The New Age of Retirement and How to Prepare: Tips from Kiplinger

The New Age of Retirement and How to Prepare: Tips from Kiplinger

The New Age of Retirement and How to Prepare: Tips from Kiplinger

An interview on the changing face of retirement with Susan Garland, editor of Kiplinger’s Retirement Report

The Indexed Annuity Leadership Council recently sat down with editor of Kiplinger’s Retirement Report @KiplingerRetire, Susan Garland @susanbgarland, to get her perspective on the changing landscape of retirement and what consumers should know and do to prepare.

With the announcement of myRA and the discussion around pension cuts, do you think the landscape of retirement, as we know it, is changing?

Policymakers are beginning to acknowledge that large numbers of people are entering retirement without adequate savings to last a lifetime. Social Security was supposed to be just one leg of the “three-legged stool” of retirement income, along with income from defined benefit pension plans and from savings. With employers pulling out of pension plans, personal savings will become more important than ever. Unfortunately, many people are not building up enough savings to carry them through a long retirement.

The federal government is now struggling to find a middle ground—by encouraging the creation of a pension-like system for some workers without imposing new requirements on business. MyRA is recognition, although on a small scale, that new incentives must be put in place to encourage more personal savings. There is also a proposal by Senator Tom Harkin (D-Iowa) that would automatically enroll workers in a pension-like, professionally managed plan funded by worker income. Other lawmakers are drawing up legislation, as well.

How will the way people prepare for retirement change in the next 10 years?

The economy is changing. Median income is still below the levels of December 2007, before the recession. The Census Bureau reports that income for the top fifth of people has increased, while income for those in the middle has declined and income for those in the bottom has stagnated. That means that the vast middle will have a harder time setting aside the money that they will need for retirement, which will include health care expenses. While many people ten years ago may have had at least some pension income, people who prepare for retirement in the next ten years will need to set aside additional money from an ever-shrinking paycheck. That will be a real challenge. Many people will need to cut back on discretionary spending. They also are likely to need to work longer than people before them—if they remain healthy enough to work, and if they can find work.

For millenials starting in the workforce, where should they get started in saving for their retirement?

This generation is entering an economy when high-paying jobs are tougher to find. Many also are saddled with huge college loans. Still, young people should try their best to find jobs with a 401(k) or another other tax-favored retirement plan. They also should understand how pre-tax contributions work—just knowing about the tax break could provide some incentive. They also should set aside at least enough money to get any employer match, and understand that they are leaving money on the table if they don’t. And, they need to know how important it is not to cash out their 401(k) when they leave a job. Many do not know the mechanics of rolling the money into an IRA. Nor are many aware that they pay both income tax and a penalty if they cash out. 

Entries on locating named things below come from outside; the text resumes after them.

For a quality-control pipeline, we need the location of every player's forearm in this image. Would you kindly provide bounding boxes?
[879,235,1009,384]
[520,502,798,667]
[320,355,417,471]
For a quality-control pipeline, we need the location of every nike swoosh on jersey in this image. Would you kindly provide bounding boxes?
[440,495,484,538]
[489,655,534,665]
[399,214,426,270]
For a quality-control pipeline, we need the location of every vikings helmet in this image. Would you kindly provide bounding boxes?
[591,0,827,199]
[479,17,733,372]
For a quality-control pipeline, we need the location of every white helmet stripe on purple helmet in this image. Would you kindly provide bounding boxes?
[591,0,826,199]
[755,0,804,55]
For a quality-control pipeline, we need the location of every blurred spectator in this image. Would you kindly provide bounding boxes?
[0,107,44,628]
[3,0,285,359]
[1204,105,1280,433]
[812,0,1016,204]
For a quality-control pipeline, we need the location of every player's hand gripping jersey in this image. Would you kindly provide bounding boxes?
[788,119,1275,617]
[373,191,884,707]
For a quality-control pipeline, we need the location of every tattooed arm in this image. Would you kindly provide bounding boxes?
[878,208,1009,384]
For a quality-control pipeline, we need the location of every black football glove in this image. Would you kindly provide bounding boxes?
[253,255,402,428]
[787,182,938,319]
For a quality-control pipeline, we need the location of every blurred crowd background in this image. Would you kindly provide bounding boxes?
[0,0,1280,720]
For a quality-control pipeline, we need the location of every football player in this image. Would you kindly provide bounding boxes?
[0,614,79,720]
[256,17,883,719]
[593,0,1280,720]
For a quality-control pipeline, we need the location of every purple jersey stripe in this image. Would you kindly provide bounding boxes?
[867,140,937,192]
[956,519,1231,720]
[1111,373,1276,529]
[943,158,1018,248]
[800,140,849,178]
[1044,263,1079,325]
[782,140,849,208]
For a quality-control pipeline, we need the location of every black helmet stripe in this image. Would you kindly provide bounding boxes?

What’s the best way a person can decide what their retirement portfolio should consist of?

Many people who do not understand the markets would be best off simply investing in a target date retirement plan. These plans invest in a diversified portfolio of stock and bond mutual funds. You choose a fund with your likely retirement year—say, 2050. As the investor gets older, the allocation in bonds gets larger while the allocation in stocks, considered a riskier investment, declines. The investor could set up automatic monthly contributions to the fund.

Investors who want to be more hands-on should consider a diversified portfolio of index funds, which are low cost and track certain benchmarks, such the Standard and Poor’s 500 Index. They should be sure that the funds are diversified among domestic and foreign securities, and among large and small companies. And they should figure out their risk tolerance—someone who is terrified of market volatility should hold a smaller allocation of stocks than those who are willing to ride out roller coaster times.